Les avantages sont nombreux pour les entreprises qui basculent vers cette vision collaborative et simultanée de la planification : en effet, en permettant à chacun de transmettre rapidement ses informations et ses contraintes, c’est une vision holistique, plus complète et plus juste qui est permise.
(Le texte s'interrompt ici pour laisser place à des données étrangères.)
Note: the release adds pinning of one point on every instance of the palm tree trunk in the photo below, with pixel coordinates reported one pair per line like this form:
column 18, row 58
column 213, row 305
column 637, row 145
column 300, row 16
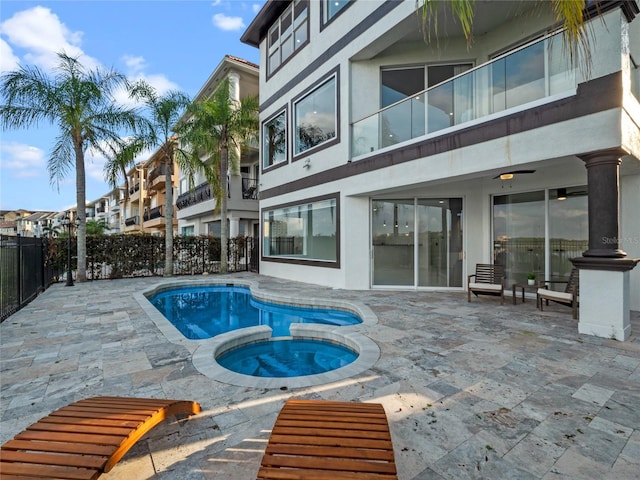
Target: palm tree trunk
column 168, row 215
column 224, row 229
column 81, row 211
Et cela grâce à l’intégration des solutions dans le cloud, qui offre des possibilités d’échanges simplifiés, avec des jeux de données communs capables d’évoluer en temps réel. « Il faut proposer des outils de simulation globaux : dès que vous changez quelque chose dans les ventes – en euros ou en volumes, et sur n’importe quel axe commercial –, l’impact industriel est recalculé instantanément et est accessible à toutes les parties prenantes. Dans des périodes agitées, cela est crucial, car vous n’avez pas le temps de suivre des process routiniers », note Stéphane Pardi. Reste un enjeu, celui de l’accessibilité, afin que les données soient présentées à chaque interlocuteur de la façon qui lui parlera. Sur cet aspect, les solutions de planification et prévision peuvent se baser sur des interfaces adaptées, qui permettent à chaque utilisateur d’avoir un accès personnalisé. « Un directeur commercial ne peut pas prendre des décisions si on lui parle comme à un directeur industriel. Il faut donc pouvoir décliner les façons de présenter et de visualiser le même ensemble de données afin d’aider dans la prise de décisions », note Stéphane Pardi, responsable avant-vente chez Vif.

 

Étendre le cercle

Une ouverture qui doit également s’étendre en dehors de l’entreprise, en permettant plus d’échanges avec l’écosystème de fournisseurs et prestataires. Et là encore, les solutions basées dans le cloud permettent d’offrir un accès simple à l’information : tous les intervenants de chaîne accèdent ainsi à la même plateforme et aux informations dont ils ont besoin pour leur métier. « Si, pendant une réunion, vous avez une interrogation sur un élément de votre sourcing, vous pouvez envoyer une demande à votre fournisseur pour qu'il regarde un point d’intérêt afin qu’il partage son avis. Cette personne peut ensuite commenter et apporter des modifications à vos données », explique Shaun Phillips, directeur produit chez QAD DynaSys. Une instantanéité cruciale lors d’évènements inattendus, comme pendant la crise du canal de Suez en mars 2021 : « Grâce à l’aspect collaboratif de nos solutions, nos utilisateurs – tels que DB Schenker – étaient capables de donner des informations et des prescriptions à leurs clients sur le rééquilibrage des conteneurs et les impacts sur les supply chains mondiales », souligne Rui Saraiva.